So let me start with Sean, an over 40, tiny, bad teeth, Moby wannabe. Did I mention the skinny neon ties? His type … Asians. Any and all, the smaller the better, and oh yeah, they must wait on him as he thinks all Asian women are subservient. Not at all un-PC here are we?! What kind of mommy raised you to think like that? Disgusting. I don't even know how Destin could swallow taking on a client like him. After my little meltdown on "mini Rachel" we picked some great beautiful Asian girls for him. I tell you this though, these girls were certainly not "bitches," and quite frankly he doesn't deserve them. We need to teach Sean that women are not objects. It's time for him to act his age, not his height, and settle down.
Beth Shak was my millionaire poker queen, who puts Carrie Bradshaw's shoe collection to shame. Beth, who has been burned before, needs to find her King of Hearts. Her type, Gerard Butler but not really Gerard Butler, I don't know. She just needs to stop playing mom to young poor schnooks and find an older man that can take care of her for a change. We did just that in our casting session and found some perfect handsome older gentlemen to sweep her off her Manolos.
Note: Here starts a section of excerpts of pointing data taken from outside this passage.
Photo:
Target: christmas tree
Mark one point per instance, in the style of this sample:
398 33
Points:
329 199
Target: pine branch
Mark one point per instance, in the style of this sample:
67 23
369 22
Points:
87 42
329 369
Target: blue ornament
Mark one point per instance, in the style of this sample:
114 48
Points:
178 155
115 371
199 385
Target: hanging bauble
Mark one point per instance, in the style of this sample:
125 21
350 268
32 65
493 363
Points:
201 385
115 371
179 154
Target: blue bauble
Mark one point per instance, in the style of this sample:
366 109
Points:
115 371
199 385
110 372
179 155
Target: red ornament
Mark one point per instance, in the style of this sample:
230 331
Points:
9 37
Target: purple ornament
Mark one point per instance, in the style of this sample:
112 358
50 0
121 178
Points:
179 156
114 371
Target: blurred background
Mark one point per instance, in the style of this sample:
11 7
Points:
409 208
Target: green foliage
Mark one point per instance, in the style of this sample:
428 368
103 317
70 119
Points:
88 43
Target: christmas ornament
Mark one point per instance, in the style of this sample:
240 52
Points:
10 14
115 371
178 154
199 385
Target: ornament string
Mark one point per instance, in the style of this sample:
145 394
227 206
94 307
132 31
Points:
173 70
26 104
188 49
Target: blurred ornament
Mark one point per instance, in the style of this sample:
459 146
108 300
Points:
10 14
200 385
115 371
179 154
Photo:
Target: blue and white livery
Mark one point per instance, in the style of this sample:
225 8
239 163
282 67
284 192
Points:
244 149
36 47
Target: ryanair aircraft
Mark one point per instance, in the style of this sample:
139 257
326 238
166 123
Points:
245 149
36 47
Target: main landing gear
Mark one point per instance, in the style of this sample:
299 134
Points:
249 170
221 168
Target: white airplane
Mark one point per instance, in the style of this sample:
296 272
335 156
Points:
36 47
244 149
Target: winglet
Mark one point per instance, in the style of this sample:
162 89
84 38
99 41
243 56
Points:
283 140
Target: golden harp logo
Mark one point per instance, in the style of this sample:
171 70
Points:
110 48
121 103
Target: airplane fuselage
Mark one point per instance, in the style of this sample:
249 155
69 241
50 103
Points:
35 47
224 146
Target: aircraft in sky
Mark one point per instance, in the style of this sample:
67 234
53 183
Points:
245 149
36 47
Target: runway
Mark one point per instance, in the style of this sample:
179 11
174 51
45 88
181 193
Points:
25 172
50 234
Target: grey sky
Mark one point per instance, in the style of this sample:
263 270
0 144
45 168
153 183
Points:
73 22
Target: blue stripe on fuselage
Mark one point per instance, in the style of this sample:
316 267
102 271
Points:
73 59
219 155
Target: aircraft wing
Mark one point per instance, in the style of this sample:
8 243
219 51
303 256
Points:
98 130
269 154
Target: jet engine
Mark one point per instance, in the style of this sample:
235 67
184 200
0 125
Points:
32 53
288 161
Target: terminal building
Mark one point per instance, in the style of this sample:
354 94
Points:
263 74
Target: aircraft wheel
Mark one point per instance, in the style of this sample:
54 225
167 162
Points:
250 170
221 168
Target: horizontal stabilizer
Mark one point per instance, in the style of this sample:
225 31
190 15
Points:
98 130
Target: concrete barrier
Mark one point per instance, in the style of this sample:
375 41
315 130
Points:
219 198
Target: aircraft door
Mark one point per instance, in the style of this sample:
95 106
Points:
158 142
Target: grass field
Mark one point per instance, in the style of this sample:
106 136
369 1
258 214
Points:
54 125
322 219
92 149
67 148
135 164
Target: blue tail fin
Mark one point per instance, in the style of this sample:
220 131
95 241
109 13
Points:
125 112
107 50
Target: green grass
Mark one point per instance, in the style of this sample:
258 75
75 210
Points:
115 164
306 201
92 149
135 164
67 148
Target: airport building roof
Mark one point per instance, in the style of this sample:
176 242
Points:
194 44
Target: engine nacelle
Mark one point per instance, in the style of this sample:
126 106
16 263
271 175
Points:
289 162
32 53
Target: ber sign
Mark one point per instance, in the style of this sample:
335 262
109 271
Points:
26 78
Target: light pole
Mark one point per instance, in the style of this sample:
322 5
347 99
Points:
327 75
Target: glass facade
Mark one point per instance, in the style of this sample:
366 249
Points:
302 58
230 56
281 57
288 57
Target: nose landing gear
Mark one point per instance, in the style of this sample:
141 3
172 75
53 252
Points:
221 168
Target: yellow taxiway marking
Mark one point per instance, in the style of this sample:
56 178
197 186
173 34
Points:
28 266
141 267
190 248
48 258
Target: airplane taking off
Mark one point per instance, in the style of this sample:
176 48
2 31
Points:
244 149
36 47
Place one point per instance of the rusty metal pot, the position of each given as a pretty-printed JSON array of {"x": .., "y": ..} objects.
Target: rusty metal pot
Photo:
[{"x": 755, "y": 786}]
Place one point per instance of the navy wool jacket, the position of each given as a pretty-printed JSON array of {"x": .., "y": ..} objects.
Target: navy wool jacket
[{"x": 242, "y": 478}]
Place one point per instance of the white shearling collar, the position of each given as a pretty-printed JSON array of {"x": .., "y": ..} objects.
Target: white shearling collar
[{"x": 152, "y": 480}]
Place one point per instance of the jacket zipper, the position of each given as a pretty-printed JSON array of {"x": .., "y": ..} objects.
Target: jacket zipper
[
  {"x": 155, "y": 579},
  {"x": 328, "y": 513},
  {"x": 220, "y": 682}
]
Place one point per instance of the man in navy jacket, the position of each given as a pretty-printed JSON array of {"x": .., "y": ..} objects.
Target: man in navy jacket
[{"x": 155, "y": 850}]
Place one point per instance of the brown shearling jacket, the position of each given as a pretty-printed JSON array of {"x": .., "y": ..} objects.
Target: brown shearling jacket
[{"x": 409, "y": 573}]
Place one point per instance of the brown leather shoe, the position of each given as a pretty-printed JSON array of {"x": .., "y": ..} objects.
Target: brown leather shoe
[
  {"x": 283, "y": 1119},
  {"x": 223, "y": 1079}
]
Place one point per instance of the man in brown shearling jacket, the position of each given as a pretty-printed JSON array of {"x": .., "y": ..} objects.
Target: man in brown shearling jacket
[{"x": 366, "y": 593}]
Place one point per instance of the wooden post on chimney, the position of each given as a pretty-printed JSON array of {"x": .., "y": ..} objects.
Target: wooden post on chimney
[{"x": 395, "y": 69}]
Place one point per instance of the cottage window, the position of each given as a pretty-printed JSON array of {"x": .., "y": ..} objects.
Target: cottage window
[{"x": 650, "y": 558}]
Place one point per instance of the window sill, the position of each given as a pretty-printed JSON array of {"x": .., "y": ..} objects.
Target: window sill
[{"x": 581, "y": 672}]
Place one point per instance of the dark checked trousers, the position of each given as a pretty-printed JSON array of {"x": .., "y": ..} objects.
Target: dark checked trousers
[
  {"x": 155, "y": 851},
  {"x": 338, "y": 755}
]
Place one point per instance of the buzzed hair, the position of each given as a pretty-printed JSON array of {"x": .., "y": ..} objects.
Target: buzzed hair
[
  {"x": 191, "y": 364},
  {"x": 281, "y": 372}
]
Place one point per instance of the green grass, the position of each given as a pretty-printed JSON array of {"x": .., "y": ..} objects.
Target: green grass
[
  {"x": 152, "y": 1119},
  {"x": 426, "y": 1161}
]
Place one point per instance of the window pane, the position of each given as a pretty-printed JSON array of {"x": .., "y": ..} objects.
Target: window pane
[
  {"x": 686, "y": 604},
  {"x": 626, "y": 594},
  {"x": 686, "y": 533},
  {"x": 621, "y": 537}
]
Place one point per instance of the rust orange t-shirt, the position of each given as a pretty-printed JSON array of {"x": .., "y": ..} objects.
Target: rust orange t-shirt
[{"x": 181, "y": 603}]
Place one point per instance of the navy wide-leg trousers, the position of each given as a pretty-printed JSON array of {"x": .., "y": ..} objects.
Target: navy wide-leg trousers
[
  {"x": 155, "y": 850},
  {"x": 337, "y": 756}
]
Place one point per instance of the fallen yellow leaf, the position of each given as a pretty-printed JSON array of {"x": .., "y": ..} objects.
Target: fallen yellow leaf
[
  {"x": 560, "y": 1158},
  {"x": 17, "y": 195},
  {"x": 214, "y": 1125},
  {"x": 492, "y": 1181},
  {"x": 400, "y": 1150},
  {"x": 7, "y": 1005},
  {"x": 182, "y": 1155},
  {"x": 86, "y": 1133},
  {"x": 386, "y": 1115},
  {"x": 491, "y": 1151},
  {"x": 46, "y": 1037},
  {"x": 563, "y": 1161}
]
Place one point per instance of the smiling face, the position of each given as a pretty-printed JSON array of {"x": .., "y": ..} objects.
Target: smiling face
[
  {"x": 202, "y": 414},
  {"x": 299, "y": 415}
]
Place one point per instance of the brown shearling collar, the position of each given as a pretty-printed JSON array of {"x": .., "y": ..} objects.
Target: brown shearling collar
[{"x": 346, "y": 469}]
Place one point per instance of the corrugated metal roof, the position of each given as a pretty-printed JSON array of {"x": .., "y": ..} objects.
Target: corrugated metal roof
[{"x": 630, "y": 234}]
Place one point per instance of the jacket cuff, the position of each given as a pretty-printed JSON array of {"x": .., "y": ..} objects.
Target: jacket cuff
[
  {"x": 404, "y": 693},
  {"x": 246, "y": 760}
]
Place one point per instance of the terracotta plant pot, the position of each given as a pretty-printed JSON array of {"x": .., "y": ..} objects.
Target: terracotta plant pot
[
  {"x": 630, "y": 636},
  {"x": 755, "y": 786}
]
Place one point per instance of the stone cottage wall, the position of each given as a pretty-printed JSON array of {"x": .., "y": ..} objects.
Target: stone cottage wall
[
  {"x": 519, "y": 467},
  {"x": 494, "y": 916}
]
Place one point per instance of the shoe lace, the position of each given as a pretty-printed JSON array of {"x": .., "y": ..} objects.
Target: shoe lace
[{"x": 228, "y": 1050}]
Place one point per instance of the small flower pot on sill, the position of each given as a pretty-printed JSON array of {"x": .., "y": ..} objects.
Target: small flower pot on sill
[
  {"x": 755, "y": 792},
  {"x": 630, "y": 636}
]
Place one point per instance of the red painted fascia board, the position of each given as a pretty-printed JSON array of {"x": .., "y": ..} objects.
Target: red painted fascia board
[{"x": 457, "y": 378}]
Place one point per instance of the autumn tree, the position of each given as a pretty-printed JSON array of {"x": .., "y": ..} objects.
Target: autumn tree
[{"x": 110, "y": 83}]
The mixer this time was very intimate and involved some lab work of the "mad scientist alcohol kind." I have to say as a previous bartender this was right up my alley! Each of the suitors had to make Beth or Sean a cocktail representing them. My favorite was when Allison made some crazy concoction with Tabasco in it. Who does that? How is that going to make the guy want you? Yuck! In the end Beth chose Ray and Sean chose Allison. Great picks for both of them, but let's hope Shorty McShorterton Womanizer and Momma Card Slinger don't screw it up.
Now on to the dates. I have to say, I was slightly impressed by Sean's date. He dressed normally (no skinny day glow ties) and took her to a nice dinner. He did what Dr. Cooper Lawrence told him to do and brought up something personal about him and she related to it. Well done, kids! But then came the zinger … He called her a BIMBO! What?! Come on buddy, you were on track to graduating from MC Academy! I stand corrected on thinking maybe this guy has changed. Well at least she found it funny and seemed attracted to him. Eww.
Beth really pissed me off with her date, if you can even call it a date. I really don't even know what you would call it, since SHE planned it, which in our club is a big no-no. Poor Ray shows up to the tarmac to meet Jasen, Beth's lame-gay-make-up-artist-husband-friend-who-knows-what. I think Jasen just wanted his ten seconds of fame. Talk about rude and awkward! When she says in front of Ray to Jasen, "You're hot and you have a big package!" WHAT? Who does that? Shoe-aholic Beth does. Ray was hands down a perfect catch for her and quite frankly did not deserve to be treated so poorly. Ray you win the "I Went Out with Beth Shak and All I Got Was a Pair of Pumps and a Douchy Make-Up Guy" award. I salute you sir.
The moral of this love story goes a little something like this: If you're a womanizer you will never get married or find love, because you treat women like crap. Sean you need a good old fashioned dominatrix to kick your you know what. Don't bring a buddy on a date with you. This is one time where the buddy system need not apply. Beth, Ray knew when TO WALK AWAY and WHEN TO RUN.